From the airline’s official statement:
“Aloha is also seeking Court approval of a cash collateral financing arrangement with its principal working capital lender, General Motors Acceptance Corporation, to provide financing for operations pending a further hearing in accordance with bankruptcy rules. In doing so, Aloha seeks to protect 3,500 jobs, honor thousands of passenger travel reservations, keep the U.S. Mail and air cargo moving between the islands, and continue to provide essential ground-handling services for domestic and international airlines serving Hawaii.
In its filing, Aloha cited its inability to generate sufficient revenues from its inter-island passenger business due to predatory pricing by Mesa Air Group’s go! airline. In the highly competitive inter-island market, Aloha was forced to match go!’s below-cost fares at a time when the airline industry was facing unprecedented increases in the cost of jet fuel. Late last week, crude oil rose to an all-time record high of $111 a barrel. For Aloha that means an annual increase of $71 million in fuel expenses.

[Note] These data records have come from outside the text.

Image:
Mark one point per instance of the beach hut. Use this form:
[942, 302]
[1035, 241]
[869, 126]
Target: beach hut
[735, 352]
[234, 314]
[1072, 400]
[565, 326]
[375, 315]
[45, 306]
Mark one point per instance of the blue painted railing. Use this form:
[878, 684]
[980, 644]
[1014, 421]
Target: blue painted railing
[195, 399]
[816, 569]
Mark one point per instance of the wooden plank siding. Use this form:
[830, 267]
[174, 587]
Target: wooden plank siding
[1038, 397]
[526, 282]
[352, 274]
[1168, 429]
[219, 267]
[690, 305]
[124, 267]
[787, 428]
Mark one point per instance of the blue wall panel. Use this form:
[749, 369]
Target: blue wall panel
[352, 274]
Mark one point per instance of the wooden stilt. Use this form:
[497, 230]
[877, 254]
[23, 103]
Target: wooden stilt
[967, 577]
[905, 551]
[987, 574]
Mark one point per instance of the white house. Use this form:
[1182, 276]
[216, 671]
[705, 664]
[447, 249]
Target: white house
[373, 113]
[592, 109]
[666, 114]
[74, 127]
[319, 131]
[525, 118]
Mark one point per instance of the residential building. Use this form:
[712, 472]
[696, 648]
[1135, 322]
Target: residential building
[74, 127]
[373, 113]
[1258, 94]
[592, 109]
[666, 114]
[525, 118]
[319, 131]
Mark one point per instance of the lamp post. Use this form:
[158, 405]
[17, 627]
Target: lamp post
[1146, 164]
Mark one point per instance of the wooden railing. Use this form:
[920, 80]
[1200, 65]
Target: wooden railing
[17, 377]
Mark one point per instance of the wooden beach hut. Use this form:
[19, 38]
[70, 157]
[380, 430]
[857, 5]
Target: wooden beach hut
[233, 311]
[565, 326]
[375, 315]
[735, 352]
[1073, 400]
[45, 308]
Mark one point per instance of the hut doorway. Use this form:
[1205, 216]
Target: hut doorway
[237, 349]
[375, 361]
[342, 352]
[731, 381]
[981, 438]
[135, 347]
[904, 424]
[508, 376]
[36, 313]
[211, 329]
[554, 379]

“It is a travesty and a tragedy that the illegal actions of a competitor and other factors completely beyond our control have forced us to take this action,” said David A. Banmiller, Aloha’s president and chief executive officer. “Through this filing, we hope to achieve a successful outcome that will protect the jobs of 3,500 dedicated employees who have made extraordinary sacrifices for Aloha, and to continue to earn the support of our loyal customers, business partners, vendors and financial backers.”